An audit of community acquired pneumonia (CAP) antimicrobial compliance using an intervention bundle in an Irish hospital.
J Glob Antimicrob Resist. 2020 Aug 12;:
Authors: O'Kelly B, Rueda-Benito A, O'Regan M, Finan K
BACKGROUND: Hospitalisations with community acquired pneumonia (CAP) are often not managed in accordance with antimicrobial guidelines.
AIM: The aim of this study was to assess if guideline driven antimicrobial prescribing for CAP can be improved using an intervention bundle. Secondary measures assessed were length of stay (LOS), mortality, duration of intravenous antibiotics and total antibiotic duration, improving uptake of appropriate investigations and documentation of CURB65.
METHODS: A retrospective cohort of hospitalised CAP patients from August -September 2018 was compared with a post intervention prospective cohort from May-June 2019. Intervention bundle included a mobile audience response session (MARS) session, promotion of the antimicrobial app, development of a physical card with local guidelines and incorporating CURB65 into the unscheduled admission proforma. Local guidelines are in keeping with the British Thoracic Society (BTS) CAP guidelines.

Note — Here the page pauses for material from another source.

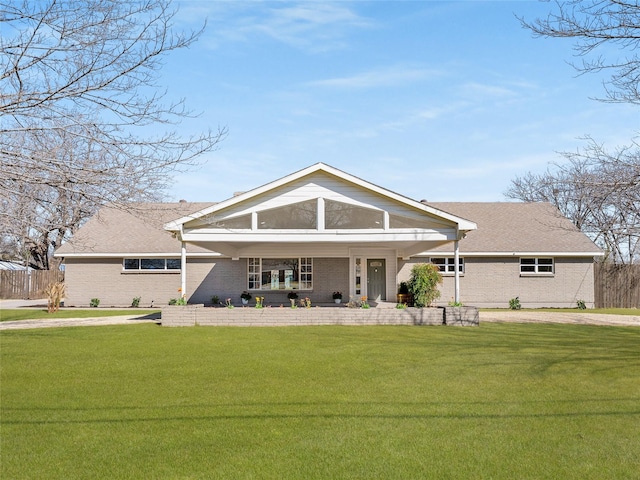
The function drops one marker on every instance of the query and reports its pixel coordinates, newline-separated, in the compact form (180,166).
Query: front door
(376,280)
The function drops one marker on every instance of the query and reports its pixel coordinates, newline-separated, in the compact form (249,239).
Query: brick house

RESULTS: 69 adult patients (>18 years old) were included in the study (37 retrospective, 32 prospective). Overall compliance with local CAP guidelines improved from 21% to 62.5% (p < 0.001). No difference in initial intravenous antibiotic duration was seen, median 4 vs 4 days (p = 0.73), total antibiotic duration was significantly shorter in the post intervention group, median 9 vs 7 days (p = 0.01). No difference in length of stay or mortality was seen between the groups. Documentation of CURB65 improved from 5.6% to 46.9% (p < 0.01). Uptake of streptococcal urinary antigen improved from 18.9% to 40.6% (p = 0.024).
CONCLUSION: A simple low cost quality improvement bundle can significantly increase appropriate antimicrobial prescribing and shorten total duration of antibiotics.